Speaking of home equity loans, here's a brief backgrounder on this. How much your home equity is depends on how much you still need to pay on your home mortgage, subtracted from your home's fair market value. To illustrate: let's say your home's fair market value (or the estimated price of your home based on such factors as its size, location, current house values, etc.) is at $500,000. So far your mortgage balance (or the money you still have to pay) is at $200,000. That means, your home equity is at $300,000.

The value of your home equity is a factor in determining how much you qualify for a home equity loan. Through some financial institutions, you may be able to borrow almost the full amount of your home equity. Typically, figures are at 75% of the appraised value of your home minus the mortgage balance. If there are other outstanding debts (such as second mortgages), these values will be subtracted as well from your home equity loan. Your home will be the collateral to this loan (meaning, the lender will take possession of your property) in case you fail to fully pay the debt in the prearranged terms. That's why home equity loans are considered to be high-risk loans, especially when viewed in comparison with credit loans, which are mostly unsecured debts. Taking out home equity loans do have some benefits, as the home equity interests you pay may be tax-deductible.

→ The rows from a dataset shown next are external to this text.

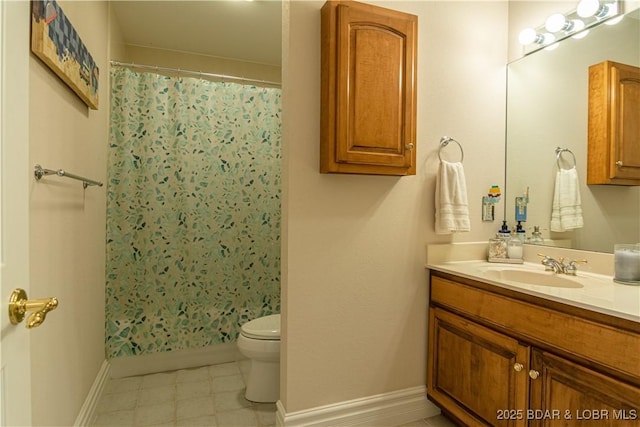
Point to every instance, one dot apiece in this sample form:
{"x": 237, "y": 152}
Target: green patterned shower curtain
{"x": 193, "y": 211}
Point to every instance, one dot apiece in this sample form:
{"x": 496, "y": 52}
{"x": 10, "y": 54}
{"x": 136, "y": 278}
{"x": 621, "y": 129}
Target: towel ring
{"x": 444, "y": 141}
{"x": 559, "y": 152}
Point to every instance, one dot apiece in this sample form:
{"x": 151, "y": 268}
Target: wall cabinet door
{"x": 566, "y": 394}
{"x": 478, "y": 375}
{"x": 614, "y": 127}
{"x": 368, "y": 111}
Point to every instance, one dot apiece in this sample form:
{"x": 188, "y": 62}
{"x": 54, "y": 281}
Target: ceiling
{"x": 238, "y": 29}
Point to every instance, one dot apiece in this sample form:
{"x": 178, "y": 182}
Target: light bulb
{"x": 587, "y": 8}
{"x": 577, "y": 25}
{"x": 555, "y": 22}
{"x": 527, "y": 36}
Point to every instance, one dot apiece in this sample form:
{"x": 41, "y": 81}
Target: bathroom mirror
{"x": 547, "y": 107}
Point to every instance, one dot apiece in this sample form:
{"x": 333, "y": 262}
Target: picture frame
{"x": 57, "y": 43}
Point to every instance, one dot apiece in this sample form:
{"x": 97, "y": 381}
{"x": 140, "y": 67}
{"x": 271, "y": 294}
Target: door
{"x": 566, "y": 394}
{"x": 478, "y": 375}
{"x": 15, "y": 378}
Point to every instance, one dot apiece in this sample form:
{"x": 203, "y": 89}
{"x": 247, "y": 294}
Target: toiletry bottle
{"x": 504, "y": 233}
{"x": 536, "y": 236}
{"x": 515, "y": 249}
{"x": 521, "y": 234}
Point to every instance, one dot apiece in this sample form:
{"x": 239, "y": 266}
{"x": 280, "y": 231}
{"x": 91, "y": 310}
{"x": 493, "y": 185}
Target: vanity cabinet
{"x": 500, "y": 357}
{"x": 368, "y": 90}
{"x": 613, "y": 125}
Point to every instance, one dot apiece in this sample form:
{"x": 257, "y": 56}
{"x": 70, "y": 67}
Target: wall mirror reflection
{"x": 547, "y": 107}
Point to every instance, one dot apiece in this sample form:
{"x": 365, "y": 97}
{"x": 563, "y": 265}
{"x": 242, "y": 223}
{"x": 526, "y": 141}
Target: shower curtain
{"x": 193, "y": 211}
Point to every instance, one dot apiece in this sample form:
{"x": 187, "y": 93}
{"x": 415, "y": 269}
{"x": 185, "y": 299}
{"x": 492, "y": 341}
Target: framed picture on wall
{"x": 56, "y": 42}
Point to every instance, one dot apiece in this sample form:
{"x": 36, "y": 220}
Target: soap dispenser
{"x": 536, "y": 236}
{"x": 504, "y": 233}
{"x": 521, "y": 234}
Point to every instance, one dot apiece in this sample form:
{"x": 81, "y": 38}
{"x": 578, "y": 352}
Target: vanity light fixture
{"x": 574, "y": 24}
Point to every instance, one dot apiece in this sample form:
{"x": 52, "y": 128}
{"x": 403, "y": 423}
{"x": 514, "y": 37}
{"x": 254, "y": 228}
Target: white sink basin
{"x": 529, "y": 277}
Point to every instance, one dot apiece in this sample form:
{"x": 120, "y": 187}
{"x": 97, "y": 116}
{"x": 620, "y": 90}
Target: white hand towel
{"x": 566, "y": 210}
{"x": 452, "y": 208}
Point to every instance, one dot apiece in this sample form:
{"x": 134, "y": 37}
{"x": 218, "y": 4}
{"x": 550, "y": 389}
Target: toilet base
{"x": 263, "y": 382}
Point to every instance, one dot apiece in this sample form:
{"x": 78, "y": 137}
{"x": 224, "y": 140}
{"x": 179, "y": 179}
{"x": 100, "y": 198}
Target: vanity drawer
{"x": 616, "y": 350}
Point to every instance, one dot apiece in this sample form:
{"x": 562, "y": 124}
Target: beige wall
{"x": 354, "y": 284}
{"x": 67, "y": 226}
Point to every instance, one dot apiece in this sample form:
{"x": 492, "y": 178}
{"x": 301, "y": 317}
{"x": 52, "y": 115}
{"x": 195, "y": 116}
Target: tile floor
{"x": 211, "y": 396}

How did home equity loans come to be? A brief history of home equity loans is closely attached to the rising trends in American debts and loans. Although it has been present since the 1920's (during the Great Depression era), it began to develop as a foremost borrowing tool during the late 1970s and early 1980s. It started off with the name, "second mortgage." Due to the negative connotation of this name, however, bankers thought up the name, "home equity loans," because of its connotation of fairness and ownership.

The real boom that home equity loans experienced happened in 1986, thanks to tax law changes which promoted the replacement of consumer loans with mortgage loans, home equity loans became popular as a refinancing tool. Another aid to the popularity of home equity loans is when Merill Lynch began campaigns that educated people about the concept of taking out a loan against your home. They also wanted to negate the idea that this borrowing method was "borrowing of the last resort." Instead, they promoted the idea that taking out home equity loans is a smart choice, or a way of making your mortgage work for you. This campaign became even more aggressive especially in the boom era of the early 2000s where people were confident that there would always be money around, and when ad campaigns, such as Citigroup's "Live Richly" campaign, became ubiquitous.

During these times, however, and as more and more properties are being foreclosed as families cannot keep up with their payments, people have become to realize home equity loans or home equity refinance options for what they are - high risk loans which should be attempted only as last resort. However, if you do need to take out a home equity loan, make sure that you do comparison shopping among the different rates and terms available. Read up on options such as different variable rates, some with the option to lock it all in. Look for the lowest mortgage rate and the best loan mortgage terms (remember to read the fine print). Take advantage of online home equity calculators to help you determine your payments, and whether it's truly worth the risk for you.